Why didn’t I see it earlier? My reasons are telling. And if you’re a mainstream conservative who started to see a case for Trump after the primaries, you might like to ponder them.
First, I love Turkey. I first traveled there in my early twenties, when I was obsessed by the 1915 Dardanelles campaign. I immediately liked the people — brave, stoical, generous, hospitable and patriotic, if a little inclined to conspiracy theories. I saw Turkey as a model for the region, a successful, Western-oriented Muslim democracy. Because a lot of the hostility to Erdogan came from people who were anti-Turkish, especially in continental Europe, I became more sympathetic to him than I might otherwise have been.
Second, much of the criticism was demonstrably false. Turkey has become a more authoritarian state, but it has not become a theocracy, let alone, as is sometimes alleged, an ally of the Islamic State. On the contrary, it has conducted a fierce military campaign against the desert jihadis who have, in return, carried out repeated acts of terrorism in Turkish towns.
Third, the censure was unbalanced. In their determination to paint Turkey as some sort of Iran, critics overlooked Erdogan’s achievements, such as opening the economy, absorbing Syrian refugees and removing the oppressive restrictions on Kurds.
Fourth, there was no obvious alternative. Erdogan’s AK Party was full of pro-Western types who were good at making excuses for him, whereas the Leftist opposition was shrill and unpersuasive.
So, you’ve probably spotted where I’m going with this. Watching Donald Trump and Erdogan square off, I became uncomfortably conscious that much of this reasoning applied, mutatis mutandis, to the American president.
As in Turkey, the leader is attacked by a lot of shrill and unpersuasive people who have never cared for his country at all. As in Turkey, many detractors make ridiculous arguments, mouthing their comforting lines about racism-sexism-homophobia rather than asking more searching questions about abuses of power, character failings and the mixing of public office with private interests. As in Turkey, there is an unwillingness to recognize real achievements, notably on the economy. As in Turkey, the opposition is dreadful.

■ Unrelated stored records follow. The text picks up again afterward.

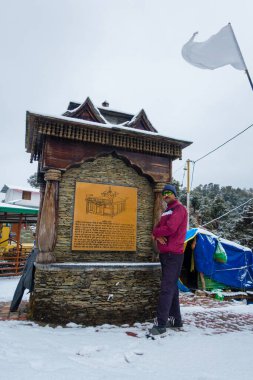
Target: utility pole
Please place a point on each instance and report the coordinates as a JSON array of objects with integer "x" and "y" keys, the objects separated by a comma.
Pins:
[{"x": 188, "y": 193}]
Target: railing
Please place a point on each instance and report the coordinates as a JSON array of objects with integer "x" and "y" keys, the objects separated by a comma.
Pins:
[{"x": 12, "y": 262}]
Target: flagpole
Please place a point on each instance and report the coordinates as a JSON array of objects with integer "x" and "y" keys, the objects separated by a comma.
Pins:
[{"x": 239, "y": 50}]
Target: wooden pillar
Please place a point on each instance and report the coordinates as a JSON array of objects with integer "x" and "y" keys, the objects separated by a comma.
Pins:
[
  {"x": 47, "y": 230},
  {"x": 158, "y": 210},
  {"x": 42, "y": 194}
]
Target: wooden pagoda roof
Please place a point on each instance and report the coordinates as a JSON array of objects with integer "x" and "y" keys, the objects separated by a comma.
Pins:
[{"x": 85, "y": 122}]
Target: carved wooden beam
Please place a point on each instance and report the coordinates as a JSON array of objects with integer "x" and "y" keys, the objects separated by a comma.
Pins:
[{"x": 47, "y": 231}]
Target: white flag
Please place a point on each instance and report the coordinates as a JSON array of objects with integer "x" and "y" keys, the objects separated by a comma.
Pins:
[{"x": 219, "y": 50}]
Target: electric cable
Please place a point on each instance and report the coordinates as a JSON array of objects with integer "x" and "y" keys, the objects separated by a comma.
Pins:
[{"x": 232, "y": 138}]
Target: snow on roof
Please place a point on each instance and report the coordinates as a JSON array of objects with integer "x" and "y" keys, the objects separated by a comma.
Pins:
[
  {"x": 114, "y": 110},
  {"x": 5, "y": 206},
  {"x": 119, "y": 127},
  {"x": 17, "y": 187}
]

How many American conservatives have been pushed into supporting Trump by the hysterical tone of his opponents? I’m not talking here about those who backed him all the way through the primaries: America, like every country, has its share of nativist-protectionist voters. I’m talking about those who initially took the view that Trump’s character flaws barred him from high office, who backed every other Republican contender before him, who then swung behind him because he wasn’t Hillary Clinton and who, having made their choice, began to screen out news stories that might undermine it.
To be clear, the United States is not starting from the same place as Turkey. It has a constitution designed explicitly to contain leaders who lack self-control. Although Donald Trump likes to talk about locking up his opponents, he doesn’t have the powers of a Turkish president.
The United States is not going to slide into absolutism, as in some Sinclair Lewis or Philip Roth novel. Indeed, the readiness with which Trump’s opponents toss out that silly prediction helps shore up his support. But let’s try to set the bar a little higher than “not a fascist,” shall we?
How many American conservatives, before the 2016 election, would have dreamed that they’d now be arguing that it’s fine to pay off porn stars and lie about it as long as there was no technical campaign finance violation? Or that they’d be okay with threatening officials who do their jobs independently? Or that they’d be making excuses for a president who has doubled the deficit, raised tariffs and abased himself before Vladimir Putin?
“Oh, so you prefer Hillary, then?” was always an inadequate response; but it is especially bizarre when the alternative is not Hillary Clinton, but Mike Pence, a man of impeccable patriotism and integrity.
The danger is not that America follows Turkey into absolutism. The danger, more prosaically, is that American conservatives will abandon their traditional elevation of character, civility and decency in the name of protecting a man who cannot remain in power for more than a few short years, win or lose.
The republic may emerge undamaged; but will the Republicans?